With millennials embracing entrepreneurism and career independence more than any generation that came before, nearly every facet of every industry has seen its fair share of new business startups. Although some are more successful than others, they all share one common trait: The leadership of a bright and dedicated professional.
As current trends dictate, entrepreneurs have two primary choices when it comes to owning a business.
- The first option, which is simultaneously the most obvious path as well as the most difficult, is to start your very own enterprise.
- Alternatively, some professionals opt to buy into an existing business either as a franchisee, partner or sole owner.
With risks and rewards found in both options, is one choice better than the other for millennials?
Starting your own business.
When it comes to launching a brand new enterprise, most millennials would prefer to start their very own business. Not only does this allow for the maximum amount of creativity and innovation right from the start, but such motivation and desire can also be a real boon to your career if your startup is a success.
The first step to starting your own business from scratch is to develop a product. This could be a physical object, such as new computer hardware or a new smart-device. Conversely, your product could come in the form of a software-based solution or even a consultative service.
Some young professionals, especially those who are new to the workforce, may be reluctant about owning their own business. In this case, taking up work as an independent contractor or freelancer might be a viable option. This gives you the luxury of making your own day-to-day schedule, sourcing your own work and creating your own success without tying you down to a permanent, brick-and-mortar company. In fact, most freelance positions can be done from the comfort of your very own home.
Now that you've decided on the product or service you'll be selling, either as a freelance contractor or a new business owner, it's time to get to work. Determining your target audience, establishing key selling points and creating brand awareness all come next in the process of launching your own business, but these caveats tend to take care of themselves once a valuable product or service has been developed.
Buying an existing business.
Many entrepreneurs find it easier to buy into an existing business as a franchisee as opposed to purchasing an entire company outright. This lets you capitalize on the reputation of the established brand without having to worry about the nuances of owning a complete enterprise.
Because of the growing popularity of franchise opportunities around the nation, many top brands have made the process of franchise ownership easier than ever before. For example, Giordano’s created a franchising guide to provide a comprehensive overview of the brand's franchising information and requirements and 7-Eleven includes franchising videos and information snapshots on its website.
On the other hand, those who are interesting in taking over complete control of a business that has already established its territory, customer base and service offerings may be able to accomplish this by purchasing a brand or small business as a whole. This is usually achieved by gaining position as major shareholder or through an outright purchase. This would also give the buyer oversight of any pre-existing franchise locations, if any.
Those who do buy into an existing business, either through a franchise opportunity, partnership or outright purchase, may also be able to take advantage of various bank loans in order to secure the necessary capital for their launch.

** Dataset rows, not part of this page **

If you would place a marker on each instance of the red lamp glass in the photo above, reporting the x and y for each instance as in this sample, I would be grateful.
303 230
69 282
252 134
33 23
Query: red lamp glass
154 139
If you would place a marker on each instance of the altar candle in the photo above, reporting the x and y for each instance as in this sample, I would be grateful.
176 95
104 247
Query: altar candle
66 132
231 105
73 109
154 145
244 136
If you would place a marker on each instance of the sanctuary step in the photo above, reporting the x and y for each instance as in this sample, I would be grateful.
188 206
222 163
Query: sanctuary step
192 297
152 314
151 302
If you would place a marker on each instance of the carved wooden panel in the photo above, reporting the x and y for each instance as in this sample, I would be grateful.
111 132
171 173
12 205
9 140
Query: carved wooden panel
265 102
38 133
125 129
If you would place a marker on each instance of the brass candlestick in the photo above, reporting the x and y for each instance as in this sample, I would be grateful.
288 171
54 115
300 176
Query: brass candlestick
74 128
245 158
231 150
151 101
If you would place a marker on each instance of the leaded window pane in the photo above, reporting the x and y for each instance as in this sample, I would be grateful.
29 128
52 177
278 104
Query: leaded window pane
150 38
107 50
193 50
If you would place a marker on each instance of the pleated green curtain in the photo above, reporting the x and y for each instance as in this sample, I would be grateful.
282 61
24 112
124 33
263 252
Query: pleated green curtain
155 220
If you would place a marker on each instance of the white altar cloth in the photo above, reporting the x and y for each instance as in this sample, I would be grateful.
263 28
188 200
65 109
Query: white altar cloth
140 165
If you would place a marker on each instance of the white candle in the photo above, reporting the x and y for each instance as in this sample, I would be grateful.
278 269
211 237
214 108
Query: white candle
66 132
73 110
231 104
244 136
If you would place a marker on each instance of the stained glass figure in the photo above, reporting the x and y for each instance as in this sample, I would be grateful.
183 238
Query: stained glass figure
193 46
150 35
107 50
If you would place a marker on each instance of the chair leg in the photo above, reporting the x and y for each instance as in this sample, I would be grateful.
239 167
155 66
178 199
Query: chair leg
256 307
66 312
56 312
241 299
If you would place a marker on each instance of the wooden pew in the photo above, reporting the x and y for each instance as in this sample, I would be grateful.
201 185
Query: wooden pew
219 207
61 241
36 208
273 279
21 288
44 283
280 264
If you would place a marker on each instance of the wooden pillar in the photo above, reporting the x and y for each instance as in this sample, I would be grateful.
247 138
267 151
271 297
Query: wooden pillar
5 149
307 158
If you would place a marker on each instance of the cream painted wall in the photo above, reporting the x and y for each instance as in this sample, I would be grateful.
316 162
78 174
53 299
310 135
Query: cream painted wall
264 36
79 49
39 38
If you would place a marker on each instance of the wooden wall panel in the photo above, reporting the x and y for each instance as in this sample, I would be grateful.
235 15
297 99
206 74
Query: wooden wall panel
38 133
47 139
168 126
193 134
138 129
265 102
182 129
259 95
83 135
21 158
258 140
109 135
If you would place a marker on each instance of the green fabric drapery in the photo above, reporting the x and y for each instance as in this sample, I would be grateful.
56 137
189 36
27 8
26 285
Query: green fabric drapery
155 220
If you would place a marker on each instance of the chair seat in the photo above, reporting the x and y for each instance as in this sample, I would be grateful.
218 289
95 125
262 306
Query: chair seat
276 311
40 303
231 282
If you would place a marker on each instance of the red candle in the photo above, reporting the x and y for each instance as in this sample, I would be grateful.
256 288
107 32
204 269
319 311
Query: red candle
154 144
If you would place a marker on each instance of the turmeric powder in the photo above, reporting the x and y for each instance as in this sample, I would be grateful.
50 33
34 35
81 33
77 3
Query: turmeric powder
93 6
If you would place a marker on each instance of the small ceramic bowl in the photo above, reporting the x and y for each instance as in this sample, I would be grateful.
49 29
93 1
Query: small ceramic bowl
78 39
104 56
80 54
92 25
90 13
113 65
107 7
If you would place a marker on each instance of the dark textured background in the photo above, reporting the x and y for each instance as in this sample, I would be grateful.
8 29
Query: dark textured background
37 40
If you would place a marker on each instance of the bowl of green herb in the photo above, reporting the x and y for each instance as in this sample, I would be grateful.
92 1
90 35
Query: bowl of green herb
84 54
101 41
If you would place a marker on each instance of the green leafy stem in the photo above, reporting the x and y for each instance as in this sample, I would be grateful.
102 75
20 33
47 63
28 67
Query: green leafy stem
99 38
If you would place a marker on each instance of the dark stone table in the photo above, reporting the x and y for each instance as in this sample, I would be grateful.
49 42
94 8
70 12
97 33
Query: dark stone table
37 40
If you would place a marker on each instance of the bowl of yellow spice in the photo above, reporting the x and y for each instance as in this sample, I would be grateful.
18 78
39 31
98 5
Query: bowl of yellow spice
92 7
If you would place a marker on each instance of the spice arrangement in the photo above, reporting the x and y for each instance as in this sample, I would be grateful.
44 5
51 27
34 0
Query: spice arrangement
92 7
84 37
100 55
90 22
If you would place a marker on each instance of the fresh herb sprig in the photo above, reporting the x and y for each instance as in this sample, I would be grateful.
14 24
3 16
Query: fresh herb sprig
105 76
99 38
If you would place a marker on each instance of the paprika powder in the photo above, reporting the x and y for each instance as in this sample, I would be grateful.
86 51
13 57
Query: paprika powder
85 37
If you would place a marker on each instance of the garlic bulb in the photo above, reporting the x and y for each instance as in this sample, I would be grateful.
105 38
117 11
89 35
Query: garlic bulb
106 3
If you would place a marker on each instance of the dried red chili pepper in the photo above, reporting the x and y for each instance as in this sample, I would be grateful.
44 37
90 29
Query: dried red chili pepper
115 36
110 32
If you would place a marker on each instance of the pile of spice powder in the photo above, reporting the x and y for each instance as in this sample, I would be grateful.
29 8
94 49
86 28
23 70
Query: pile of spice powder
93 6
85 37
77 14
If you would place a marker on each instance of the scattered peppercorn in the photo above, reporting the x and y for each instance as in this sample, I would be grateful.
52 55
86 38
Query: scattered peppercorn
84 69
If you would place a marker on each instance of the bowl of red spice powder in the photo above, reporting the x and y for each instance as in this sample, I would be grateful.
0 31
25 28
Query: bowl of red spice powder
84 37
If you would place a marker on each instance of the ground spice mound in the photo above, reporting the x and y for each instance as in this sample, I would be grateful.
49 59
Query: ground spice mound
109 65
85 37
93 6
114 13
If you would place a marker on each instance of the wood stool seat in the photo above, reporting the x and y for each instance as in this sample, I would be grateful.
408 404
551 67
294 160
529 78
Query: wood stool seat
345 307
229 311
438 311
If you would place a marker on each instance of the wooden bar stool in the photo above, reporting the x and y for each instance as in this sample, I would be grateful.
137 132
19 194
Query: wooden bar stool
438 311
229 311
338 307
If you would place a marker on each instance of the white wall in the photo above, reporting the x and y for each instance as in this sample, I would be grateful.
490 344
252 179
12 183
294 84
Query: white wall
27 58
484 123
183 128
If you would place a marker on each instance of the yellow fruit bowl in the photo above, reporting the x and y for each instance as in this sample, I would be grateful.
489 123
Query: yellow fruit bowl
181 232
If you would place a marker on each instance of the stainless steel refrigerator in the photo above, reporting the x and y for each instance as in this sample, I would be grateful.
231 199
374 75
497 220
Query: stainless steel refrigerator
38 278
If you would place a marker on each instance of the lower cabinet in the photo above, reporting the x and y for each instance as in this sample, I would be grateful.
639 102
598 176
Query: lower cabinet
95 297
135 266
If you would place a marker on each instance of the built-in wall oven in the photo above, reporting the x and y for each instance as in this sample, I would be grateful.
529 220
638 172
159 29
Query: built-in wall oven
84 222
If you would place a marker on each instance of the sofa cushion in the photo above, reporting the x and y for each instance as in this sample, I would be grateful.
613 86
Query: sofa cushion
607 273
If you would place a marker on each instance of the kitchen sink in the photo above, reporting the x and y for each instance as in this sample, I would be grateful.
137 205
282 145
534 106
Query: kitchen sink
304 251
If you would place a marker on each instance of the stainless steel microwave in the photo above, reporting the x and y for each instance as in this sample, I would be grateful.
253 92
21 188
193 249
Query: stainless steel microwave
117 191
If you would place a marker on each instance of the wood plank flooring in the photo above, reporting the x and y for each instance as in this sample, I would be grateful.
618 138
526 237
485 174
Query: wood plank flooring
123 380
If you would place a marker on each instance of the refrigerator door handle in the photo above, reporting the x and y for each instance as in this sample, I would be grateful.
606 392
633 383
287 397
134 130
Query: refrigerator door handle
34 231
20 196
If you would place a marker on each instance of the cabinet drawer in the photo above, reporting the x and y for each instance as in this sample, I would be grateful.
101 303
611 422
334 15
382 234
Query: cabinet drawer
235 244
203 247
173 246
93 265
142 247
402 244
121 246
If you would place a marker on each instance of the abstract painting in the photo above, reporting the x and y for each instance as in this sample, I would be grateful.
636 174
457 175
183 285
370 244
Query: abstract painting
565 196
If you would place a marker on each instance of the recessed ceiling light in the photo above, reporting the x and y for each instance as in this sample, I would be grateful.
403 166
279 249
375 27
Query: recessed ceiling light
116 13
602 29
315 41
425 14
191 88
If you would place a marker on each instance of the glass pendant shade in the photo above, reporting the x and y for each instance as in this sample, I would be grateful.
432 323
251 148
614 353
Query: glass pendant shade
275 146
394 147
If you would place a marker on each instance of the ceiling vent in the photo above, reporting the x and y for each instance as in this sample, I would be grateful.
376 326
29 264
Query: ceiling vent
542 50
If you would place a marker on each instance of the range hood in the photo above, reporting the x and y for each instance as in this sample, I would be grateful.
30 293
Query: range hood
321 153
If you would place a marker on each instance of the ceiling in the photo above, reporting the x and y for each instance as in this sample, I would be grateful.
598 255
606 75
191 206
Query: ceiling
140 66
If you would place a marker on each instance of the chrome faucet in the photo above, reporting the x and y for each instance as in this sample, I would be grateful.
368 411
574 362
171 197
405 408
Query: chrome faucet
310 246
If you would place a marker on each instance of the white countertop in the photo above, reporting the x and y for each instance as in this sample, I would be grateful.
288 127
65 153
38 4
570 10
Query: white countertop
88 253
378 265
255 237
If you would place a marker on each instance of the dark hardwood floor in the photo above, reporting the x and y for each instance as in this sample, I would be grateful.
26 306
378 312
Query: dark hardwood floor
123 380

According to the 7(a) program, which was first introduced in 1953 by the U.S. Small Business Administration (SBA), the SBA will guarantee 75 percent of your bank loan. While you'll still have to foot the bill for the remaining 25 percent, savvy and proactive businesspeople can utilize monies paid from other investors, partners or peers in order to fill the gap.
Two paths to professional autonomy.
At the end of the day, it's unlikely that one of these options is going to be better than the other for all millennials. Both choices present benefits and challenges.
For one thing, getting the capital to buy an existing business could be challenging for most millennials, who generally lack the financial safety net necessary for such a transaction. Likewise, with so many unique startups gaining recognition in the last few years, coming up with a pitchable concept for a new company could be equally difficult.
What millennials and most entrepreneurs for that matter, want is professional autonomy. How you reach that goal, though, is going to depend on your unique opportunities and circumstances.